BROWN’S CHAPEL SCHOOL 1876-1910 was on the west side and near the south end of Baker Road, formerly called Brown’s Chapel Road. It was in the Little Hope area. The land was donated by Alfred Watson Blackman for as long as there was a school or a church.
Mr. Blackman furnished the lumber from his farm and sawmill. The high, one-room frame building had a door at the front, three windows with wooden shutters on each side, and a small window cut out at the back. The desks were double seats and a Chart was used to teach reading and spelling.
George Baskette, who taught at his home on Burleson Lane before and after the war, was later a teacher here.
Blanche Bass and Richie Wade Ferguson were also teachers.
Students remembered by Richie Wade were Lillian, James, and Janie Mai Batey, and Frank Vaughn. Other family names were Rowlette, Garvin, Hudson, Bass, and Beasley.
According to Miss Wade, subjects taught in the eighth grade were those now taught in the tenth.
The building was also the Brown’s Chapel Methodist Church named after Allison Brown, the first pastor.
Brother Jerry Cullum, M. E. circuit rider, preached here many times. From 1900-1923 the church became all denominational.
When a new Methodist Church was built on the Manson Road, the building was abandoned.
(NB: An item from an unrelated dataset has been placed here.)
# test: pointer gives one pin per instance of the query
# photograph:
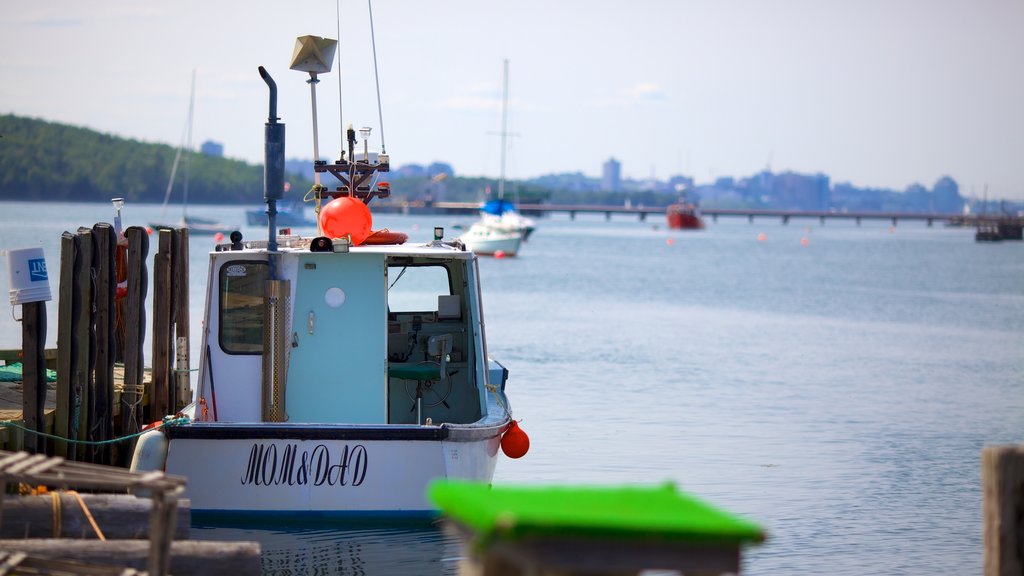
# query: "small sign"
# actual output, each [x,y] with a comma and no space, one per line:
[37,270]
It was used as a barn and then as a store from 1966-1974. The building is still standing in 1986.
SOURCES: Larry Jobe, “Blackman Community,” in the Rutherford Historical Society fi1e. Robert W. Baskin, History of Blackman-Salem-Windrow Communities 1973. Typewritten. Interviews, July 30, 1984, with William Wood, a resident in the area; Oct. 11, 1985, with *Bessie Lee Batey Haynes and Fannie Batey Talley, granddaughters of Alfred Watson Blackman. *Richie Wade Ferguson, b. Oct. 27, 1891, who at the age of eighteen taught her first school here and boarded with Mr. and Mrs. Andrew Blackman.